Wednesday, March 11, 2015

Sanctions Against Venezuelans

The White House on Monday announced the imposition of new sanctions on various Venezuelan officials, pronouncing itself “deeply concerned by the Venezuelan government’s efforts to escalate intimidation of its political opponents”: deeply concerned. President Obama also, reportedly with a straight face, officially declared that Venezuela poses “an extraordinary threat to the national security” of the U.S. — a declaration necessary to legally justify the sanctions.

[...]

Absolutely nobody expects the “deeply concerned” President Obama to impose sanctions on the Saudis — nor on any of the other loyal U.S. allies from Egypt to the UAE whose repression is far worse than Venezuela’s.

[...]

As for Obama’s decree that Venezuela now poses an “extraordinary threat to the national security” of the United States, is there anyone, anywhere, that wants to defend the reasonability of that claim? That nothing is more insincere than purported U.S. concerns over political repression is too self-evident to debate.
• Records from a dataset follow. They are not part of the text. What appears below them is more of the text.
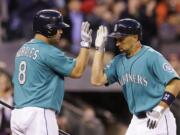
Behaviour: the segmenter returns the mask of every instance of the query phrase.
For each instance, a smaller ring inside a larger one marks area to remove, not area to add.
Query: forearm
[[[71,77],[79,78],[85,71],[89,60],[89,49],[81,47],[78,57],[76,58],[75,67],[71,73]]]
[[[103,58],[104,53],[96,50],[91,73],[91,83],[94,85],[102,85],[104,83]]]
[[[179,90],[180,90],[180,80],[174,79],[166,86],[165,93],[166,92],[171,93],[174,97],[176,97],[179,93]],[[169,105],[165,103],[164,101],[161,101],[159,105],[164,108],[169,107]]]

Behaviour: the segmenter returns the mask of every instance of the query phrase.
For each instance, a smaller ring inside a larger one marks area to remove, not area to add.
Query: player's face
[[[121,53],[129,54],[137,43],[137,36],[126,36],[116,39],[116,46]]]
[[[57,45],[59,43],[62,34],[63,34],[62,29],[57,30],[56,35],[54,35],[49,39],[50,44]]]

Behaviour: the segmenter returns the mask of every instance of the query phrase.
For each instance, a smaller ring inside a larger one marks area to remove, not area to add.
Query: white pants
[[[38,107],[14,109],[11,131],[12,135],[58,135],[55,112]]]
[[[176,122],[172,112],[167,109],[155,129],[147,128],[147,118],[139,119],[135,115],[126,135],[176,135]]]

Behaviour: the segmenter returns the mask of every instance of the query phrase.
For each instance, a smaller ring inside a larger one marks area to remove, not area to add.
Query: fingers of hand
[[[157,120],[148,119],[147,121],[147,127],[149,129],[154,129],[157,127]]]

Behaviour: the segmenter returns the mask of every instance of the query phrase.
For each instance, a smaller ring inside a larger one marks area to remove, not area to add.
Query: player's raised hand
[[[81,25],[81,46],[90,48],[92,43],[92,29],[90,29],[89,22],[83,22]]]
[[[156,128],[163,113],[164,113],[164,108],[162,106],[157,106],[153,108],[152,111],[148,111],[146,113],[148,118],[147,127],[149,129]]]
[[[100,51],[104,51],[106,41],[107,41],[107,35],[108,35],[107,27],[101,25],[99,29],[97,30],[97,35],[96,35],[96,40],[95,40],[96,49]]]

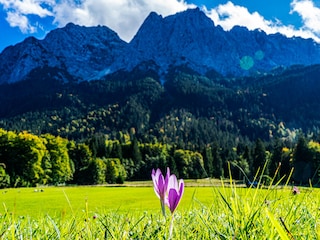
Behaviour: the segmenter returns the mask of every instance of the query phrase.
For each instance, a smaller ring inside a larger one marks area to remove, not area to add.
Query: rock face
[[[128,44],[107,27],[80,27],[69,23],[43,40],[33,37],[6,48],[0,55],[0,84],[24,79],[33,69],[57,67],[79,80],[103,74]]]
[[[165,18],[152,12],[130,43],[107,27],[70,23],[43,40],[31,37],[10,46],[0,54],[0,84],[23,80],[39,67],[60,68],[83,81],[148,62],[159,74],[186,65],[203,74],[244,76],[320,63],[320,45],[238,26],[224,31],[198,8]]]

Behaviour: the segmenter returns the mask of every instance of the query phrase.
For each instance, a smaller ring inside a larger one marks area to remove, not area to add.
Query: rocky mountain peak
[[[259,29],[236,26],[224,31],[199,8],[167,17],[151,12],[130,43],[105,26],[69,23],[43,40],[27,38],[8,47],[0,54],[0,84],[23,80],[39,67],[62,69],[83,81],[151,62],[162,76],[172,66],[245,76],[320,63],[320,46],[311,39],[267,35]]]

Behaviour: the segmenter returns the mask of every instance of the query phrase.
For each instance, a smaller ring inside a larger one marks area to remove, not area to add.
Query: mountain
[[[195,8],[168,17],[150,13],[130,43],[107,27],[71,23],[43,40],[27,38],[0,54],[0,84],[26,79],[43,67],[57,68],[60,75],[67,72],[81,82],[141,65],[165,78],[172,66],[238,77],[317,63],[320,45],[312,39],[239,26],[224,31]]]
[[[34,69],[55,67],[79,80],[103,72],[128,44],[107,27],[80,27],[72,23],[51,31],[43,40],[33,37],[4,49],[0,55],[0,84],[25,79]]]

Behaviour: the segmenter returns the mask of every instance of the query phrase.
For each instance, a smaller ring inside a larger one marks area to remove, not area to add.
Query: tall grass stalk
[[[11,203],[3,198],[0,239],[319,239],[319,189],[310,184],[299,187],[300,194],[293,194],[288,185],[291,174],[276,181],[279,168],[267,185],[263,184],[264,168],[259,170],[254,177],[256,188],[235,184],[231,174],[229,183],[221,180],[220,187],[188,190],[187,186],[174,212],[173,230],[173,218],[163,218],[156,200],[154,208],[141,206],[138,211],[120,203],[98,208],[89,197],[79,209],[66,191],[65,211],[30,217],[19,215],[15,205],[8,209]],[[285,185],[280,185],[284,180]],[[151,187],[147,192],[154,199]],[[208,194],[205,201],[204,192]]]

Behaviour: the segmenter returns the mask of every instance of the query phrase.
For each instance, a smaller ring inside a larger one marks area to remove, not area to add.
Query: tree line
[[[320,179],[320,143],[300,136],[289,147],[280,139],[271,145],[257,139],[252,145],[224,148],[217,142],[190,150],[161,142],[142,143],[132,129],[116,139],[95,134],[76,142],[51,134],[0,129],[0,187],[59,184],[123,183],[149,180],[153,168],[170,167],[184,179],[225,178],[251,181],[256,173],[265,181],[290,176],[296,184]],[[263,172],[262,172],[263,169]],[[231,171],[231,172],[230,172]],[[274,174],[277,172],[277,176]]]

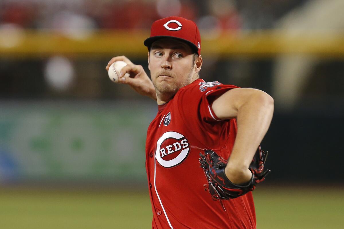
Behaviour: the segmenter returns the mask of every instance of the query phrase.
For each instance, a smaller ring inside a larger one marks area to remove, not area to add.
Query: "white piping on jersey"
[[[221,122],[224,122],[224,121],[223,120],[217,120],[217,119],[216,119],[216,118],[215,118],[215,117],[214,117],[214,116],[213,115],[213,113],[212,113],[212,110],[210,109],[210,106],[209,105],[208,105],[208,109],[209,110],[209,113],[210,113],[210,115],[212,116],[212,118],[214,118],[214,119],[215,119],[216,121],[221,121]]]
[[[161,122],[162,122],[163,120],[164,120],[164,118],[165,117],[165,115],[166,115],[166,114],[164,115],[164,117],[162,117],[162,118],[161,119],[161,121],[160,121],[160,124],[159,124],[159,127],[158,128],[158,129],[160,127],[160,125],[161,125]]]
[[[210,92],[211,91],[213,91],[213,90],[212,90],[211,91],[208,91],[207,92],[205,93],[205,95],[207,95],[208,93]]]
[[[165,116],[165,115],[164,115]],[[161,122],[160,122],[160,124],[161,124]],[[155,153],[156,148],[154,148],[154,153]],[[165,216],[166,217],[166,219],[167,220],[167,222],[169,223],[169,225],[170,225],[170,227],[172,229],[173,229],[173,227],[172,227],[172,225],[171,225],[171,224],[170,222],[170,220],[169,219],[169,217],[167,217],[167,215],[166,214],[166,212],[165,210],[165,208],[164,208],[164,206],[162,205],[162,203],[161,203],[161,200],[160,199],[160,196],[159,196],[159,194],[158,193],[158,190],[157,190],[157,186],[155,185],[155,177],[156,174],[156,171],[155,168],[156,167],[157,164],[157,159],[155,158],[155,157],[154,157],[154,189],[155,189],[155,192],[157,193],[157,196],[158,196],[158,198],[159,199],[159,202],[160,203],[160,205],[161,206],[161,207],[162,208],[162,210],[164,211],[164,214],[165,214]]]

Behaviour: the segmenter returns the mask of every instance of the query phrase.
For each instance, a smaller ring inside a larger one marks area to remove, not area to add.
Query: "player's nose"
[[[170,58],[169,57],[166,57],[161,62],[161,67],[168,69],[170,69],[172,68],[172,65],[171,65]]]

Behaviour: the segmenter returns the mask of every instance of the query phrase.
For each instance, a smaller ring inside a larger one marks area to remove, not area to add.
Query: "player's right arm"
[[[234,183],[247,182],[252,176],[249,167],[271,122],[273,99],[260,90],[234,88],[216,98],[212,108],[220,119],[236,118],[238,131],[225,172]]]
[[[134,65],[125,56],[120,56],[115,57],[109,61],[105,68],[106,70],[109,71],[109,68],[114,62],[119,60],[127,63],[127,65],[123,67],[118,77],[119,82],[127,84],[140,94],[156,101],[157,94],[154,86],[141,65]],[[129,77],[125,76],[126,73],[129,73]]]

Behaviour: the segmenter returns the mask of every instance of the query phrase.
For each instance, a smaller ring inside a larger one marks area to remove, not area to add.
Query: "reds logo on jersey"
[[[181,163],[190,151],[190,144],[184,135],[169,131],[158,139],[155,158],[162,166],[170,168]]]
[[[200,86],[200,90],[201,91],[205,91],[207,88],[212,88],[216,85],[219,85],[221,83],[218,81],[214,81],[212,82],[201,82],[198,84]]]

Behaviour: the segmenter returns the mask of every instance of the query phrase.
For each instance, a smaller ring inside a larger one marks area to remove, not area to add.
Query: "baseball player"
[[[125,61],[120,81],[158,103],[146,148],[152,228],[256,228],[250,191],[264,179],[264,155],[257,148],[272,118],[273,99],[200,78],[201,37],[193,22],[157,21],[144,44],[151,81],[124,56],[113,58],[106,69]]]

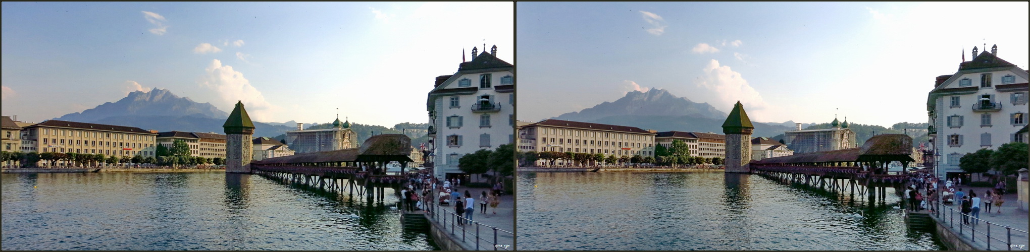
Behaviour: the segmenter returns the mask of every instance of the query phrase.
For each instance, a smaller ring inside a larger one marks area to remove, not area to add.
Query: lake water
[[[722,172],[520,173],[522,250],[942,250],[899,201]]]
[[[2,187],[3,250],[439,249],[403,229],[386,207],[396,199],[368,205],[255,175],[3,174]]]

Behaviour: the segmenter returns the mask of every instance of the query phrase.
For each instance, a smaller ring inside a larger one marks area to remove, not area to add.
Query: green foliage
[[[967,173],[986,173],[991,171],[992,149],[978,149],[976,152],[966,153],[959,158],[959,168]]]
[[[172,155],[190,155],[190,144],[187,144],[186,141],[176,139],[175,142],[172,143],[172,149],[170,151],[172,152]]]
[[[673,140],[673,145],[668,148],[668,152],[673,155],[689,155],[690,146],[686,142]]]
[[[1027,143],[1012,142],[1002,144],[991,154],[991,167],[1004,175],[1016,174],[1020,169],[1027,168]]]
[[[480,149],[458,158],[457,168],[467,174],[484,174],[489,171],[490,152]]]

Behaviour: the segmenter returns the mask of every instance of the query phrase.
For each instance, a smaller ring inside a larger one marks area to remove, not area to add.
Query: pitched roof
[[[72,129],[82,129],[91,131],[107,131],[107,132],[123,132],[132,134],[144,134],[144,135],[156,135],[149,131],[135,128],[135,127],[124,127],[124,125],[108,125],[99,123],[89,123],[89,122],[78,122],[78,121],[67,121],[67,120],[46,120],[43,122],[35,123],[28,128],[36,127],[58,127],[58,128],[72,128]]]
[[[572,120],[559,120],[559,119],[545,119],[537,123],[531,123],[530,125],[550,125],[550,127],[568,127],[568,128],[579,128],[586,130],[599,130],[599,131],[615,131],[615,132],[628,132],[637,134],[654,134],[648,131],[641,130],[636,127],[624,127],[624,125],[612,125],[612,124],[602,124],[593,122],[582,122],[582,121],[572,121]]]
[[[199,139],[200,137],[198,137],[197,135],[194,135],[192,132],[176,132],[176,131],[171,131],[171,132],[159,132],[158,133],[158,138],[198,138]]]
[[[236,107],[233,108],[233,112],[229,113],[229,118],[226,119],[226,123],[221,124],[222,128],[254,128],[254,123],[250,121],[250,116],[247,115],[247,110],[243,109],[243,102],[236,102]]]
[[[726,121],[722,122],[722,131],[725,134],[740,134],[742,131],[751,134],[745,129],[755,129],[755,125],[751,124],[748,113],[744,111],[744,105],[737,101],[733,104],[733,110],[729,111],[729,116],[726,116]]]
[[[982,68],[996,68],[996,67],[1015,67],[1016,64],[1001,60],[994,53],[984,50],[980,56],[973,58],[971,61],[963,62],[959,64],[959,71],[968,69],[982,69]]]
[[[462,62],[458,66],[457,70],[466,71],[466,70],[510,68],[510,67],[513,66],[505,61],[502,61],[501,59],[497,59],[493,55],[490,55],[490,52],[486,52],[486,50],[484,49],[482,53],[479,53],[479,56],[476,57],[476,59],[472,59],[472,61],[470,62]]]
[[[18,123],[14,123],[14,120],[10,119],[10,116],[6,115],[0,118],[0,127],[2,127],[3,129],[22,130],[22,128],[19,127]]]
[[[282,144],[282,142],[276,141],[275,139],[266,138],[266,137],[255,138],[254,140],[251,140],[250,143],[252,143],[252,144],[285,145],[285,144]]]
[[[726,135],[722,135],[722,134],[699,133],[699,132],[692,132],[690,134],[693,134],[694,136],[697,136],[698,139],[726,139]]]
[[[655,136],[655,138],[694,138],[694,139],[696,139],[698,137],[694,136],[694,134],[689,133],[689,132],[671,131],[671,132],[659,132],[658,136]]]

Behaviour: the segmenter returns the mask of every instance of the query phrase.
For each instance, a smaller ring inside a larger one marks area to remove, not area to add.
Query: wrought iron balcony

Supporting the most repressive regimes on the planet in order to suppress and control their populations is and long has been a staple of U.S. (and British) foreign policy. The real question is this: if concern over suppression of political rights is not the real reason the U.S. is imposing new sanctions on Venezuela (perish the thought!), what is?

[...]

In essence, Venezuela is one of the very few countries with significant oil reserves which does not submit to U.S. dictates, and this simply cannot be permitted (such countries are always at the top of the U.S. government and media list of Countries To Be Demonized). Beyond that, the popularity of Chavez and the relative improvement of Venezuela’s poor under his redistributionist policies petrifies neoliberal institutions for its ability to serve as an example; just as the Cuban economy was choked by decades of U.S. sanctions and then held up by the U.S. as a failure of Communism, subverting the Venezuelan economy is crucial to destroying this success.

[...]

[E]very country in the hemisphere except for the U.S. and Canada have united to oppose U.S. sanctions on Venezuela.

  Glenn Greenwald
Dick Cheney: “So what?” We don’t even care if Canada opposes us.